What Simplex BFT is
Simplex BFT is Tempo's consensus algorithm, provided by the open-source Commonware library. It delivers deterministic sub-second finality: once a block is marked final — in well under a second — its transactions are permanently guaranteed and cannot be re-orged.
This is different from probabilistic chains where finality strengthens over time. On Tempo, finality is a binary event, which is what a payment rail needs: a merchant can treat a confirmed transfer as settled.
Safety over liveness
Simplex BFT prioritises safety over liveness. It requires a 2f+1 quorum to progress, and will halt rather than finalise conflicting blocks if more than one-third of validators are unavailable.
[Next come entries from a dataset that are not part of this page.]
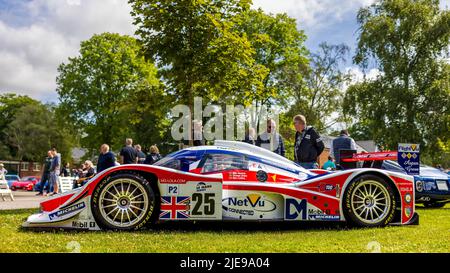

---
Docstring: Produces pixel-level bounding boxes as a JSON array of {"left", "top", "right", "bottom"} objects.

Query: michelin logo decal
[{"left": 48, "top": 202, "right": 86, "bottom": 220}]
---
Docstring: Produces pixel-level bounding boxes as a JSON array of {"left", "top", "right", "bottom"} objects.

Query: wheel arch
[
  {"left": 339, "top": 170, "right": 402, "bottom": 223},
  {"left": 97, "top": 170, "right": 160, "bottom": 194}
]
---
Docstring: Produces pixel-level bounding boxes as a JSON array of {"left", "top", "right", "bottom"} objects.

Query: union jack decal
[{"left": 159, "top": 196, "right": 190, "bottom": 219}]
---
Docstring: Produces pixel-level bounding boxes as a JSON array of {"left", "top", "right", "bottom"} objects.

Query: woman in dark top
[
  {"left": 97, "top": 144, "right": 116, "bottom": 173},
  {"left": 144, "top": 145, "right": 162, "bottom": 165}
]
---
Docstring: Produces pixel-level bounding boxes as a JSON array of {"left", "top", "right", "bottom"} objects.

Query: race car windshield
[{"left": 202, "top": 154, "right": 248, "bottom": 173}]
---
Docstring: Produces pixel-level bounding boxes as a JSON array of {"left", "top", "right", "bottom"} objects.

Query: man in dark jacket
[
  {"left": 294, "top": 115, "right": 325, "bottom": 169},
  {"left": 37, "top": 151, "right": 53, "bottom": 195},
  {"left": 256, "top": 119, "right": 286, "bottom": 156},
  {"left": 330, "top": 130, "right": 356, "bottom": 164},
  {"left": 97, "top": 144, "right": 116, "bottom": 173}
]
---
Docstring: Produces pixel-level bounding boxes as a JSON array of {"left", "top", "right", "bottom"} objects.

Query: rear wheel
[
  {"left": 92, "top": 174, "right": 156, "bottom": 230},
  {"left": 343, "top": 175, "right": 396, "bottom": 227}
]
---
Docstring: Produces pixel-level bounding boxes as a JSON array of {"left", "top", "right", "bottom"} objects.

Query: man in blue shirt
[
  {"left": 97, "top": 144, "right": 116, "bottom": 173},
  {"left": 322, "top": 156, "right": 336, "bottom": 171}
]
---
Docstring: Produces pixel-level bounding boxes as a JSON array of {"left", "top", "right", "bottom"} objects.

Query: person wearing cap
[
  {"left": 36, "top": 151, "right": 53, "bottom": 195},
  {"left": 256, "top": 119, "right": 286, "bottom": 156},
  {"left": 330, "top": 130, "right": 356, "bottom": 164},
  {"left": 0, "top": 163, "right": 8, "bottom": 180},
  {"left": 293, "top": 115, "right": 325, "bottom": 169}
]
In practice this is a deliberate trade-off: Tempo would rather stop than ever produce two conflicting final histories. For money movement, a brief halt is recoverable; a double-spend or re-org is not.
VRF leader election
Block proposers are chosen using VRF leader election — a Verifiable Random Function embedded in Commonware's Simplex variants — which picks proposers unpredictably without sacrificing safety or responsiveness. The same VRF also supplies post-facto execution randomness.
The Tempo × Commonware partnership was announced on 8 November 2025, with a stated goal of sub-250ms finality for a globally distributed payments network. Note that a separate, planned sub-blocks mechanism (which would let validators reserve blockspace across blocks they don't propose) is currently disabled — its enabling flag was removed — and is slated to return in a later release.